Abseits ausgetretener Pfade

Lucian-Matteo Muth mit seiner Siegerarbeit "Materialermüdung!?" und Juror Gerhard Gröters. Fotos: Pat Christ

Für seine Installation »Sinnbild Bauplan« erhielt Marc Rammelmüller den zweiten Preis.

Stephanie Schmidt wurde für ihre Installation "Verwirrung weicht der Ordnung" mit dem dritten Preis ausgezeichnet.

Zum vierten Mal rief die Aschaffenburger Meisterschule für Steinmetzen zu ihrem Gestaltungswettbewerb auf. "Alles ist möglich ... und kann auch ganz anders sein", lautete das Thema in diesem Schuljahr.

Elf Meisterschüler und zwei Meisterschülerinnen beteiligten sich daran. Das Ergebnis war "absolut eindeutig", so der ehemalige Meisterschüler Gerhard Gröters, der den Wettbewerb initiierte und alljährlich das Preisgeld stiftet. Der erste Preis ging an Lucian-Matteo Muth für sein originelles Objekt "Materialermüdung!? .

Der mit insgesamt 2.000 € dotierte Gestaltungswettbewerb soll junge Steinmetzen und Steinbildhauer animieren, ausgetretene Pfade der Gestaltung zu verlassen, mit Materialien zu experimentieren, Ideen authentisch umzusetzen und das eigene Können auszuloten. "Es geht um den Mut zur Metamorphose", verdeutlichte Schulleiterin Ulrike Ader bei der Vernissage Mitte April in Aschaffenburg. Diesen Mut bewies Lucian-Matteo Muth in hohem Maße. Ausgangspunkt seines Objekts ist ein schadhafter, in zwei Teile zerbrochener Baluster, der aus der Balustrade eines Kreuzwegs im unterfränkischen Hammelburg ausgebaut wurde. Der 23-Jährige aus Unterneuses bei Lichtenfels fügte den Baluster in gebogener Weise zusammen und setzte ihn auf eine aus rosa Schwämmen gebildete Säule. Ein schwerer Rhönsandstein, der auf einer schwammigen Stele ruht: Mit seinem Objekt sorgt Muth für einen absurden Gegensatz, der das Thema "Alles ist möglich ... und kann auch ganz anders sein" hervorragend trifft.

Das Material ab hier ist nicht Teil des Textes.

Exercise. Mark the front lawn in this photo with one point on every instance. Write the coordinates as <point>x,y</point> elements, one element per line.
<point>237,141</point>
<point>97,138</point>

Der Meisterklassenschüler weist damit nicht nur sein steinbildhauerisches Talent aus, sondern demonstriert, wie gut er in der Lage ist, ein Thema gestalterisch umzusetzen, das weiten gedanklichen Assoziationsspielraum eröffnet. Auch fand er pfiffige Lösungen zur Realisierung seiner Idee: Ein unsichtbares Stahlrohr sorgt dafür, dass die Schwamm-Stele nicht in sich zusammenbricht und der gebogene Baluster sicher oben schwebt.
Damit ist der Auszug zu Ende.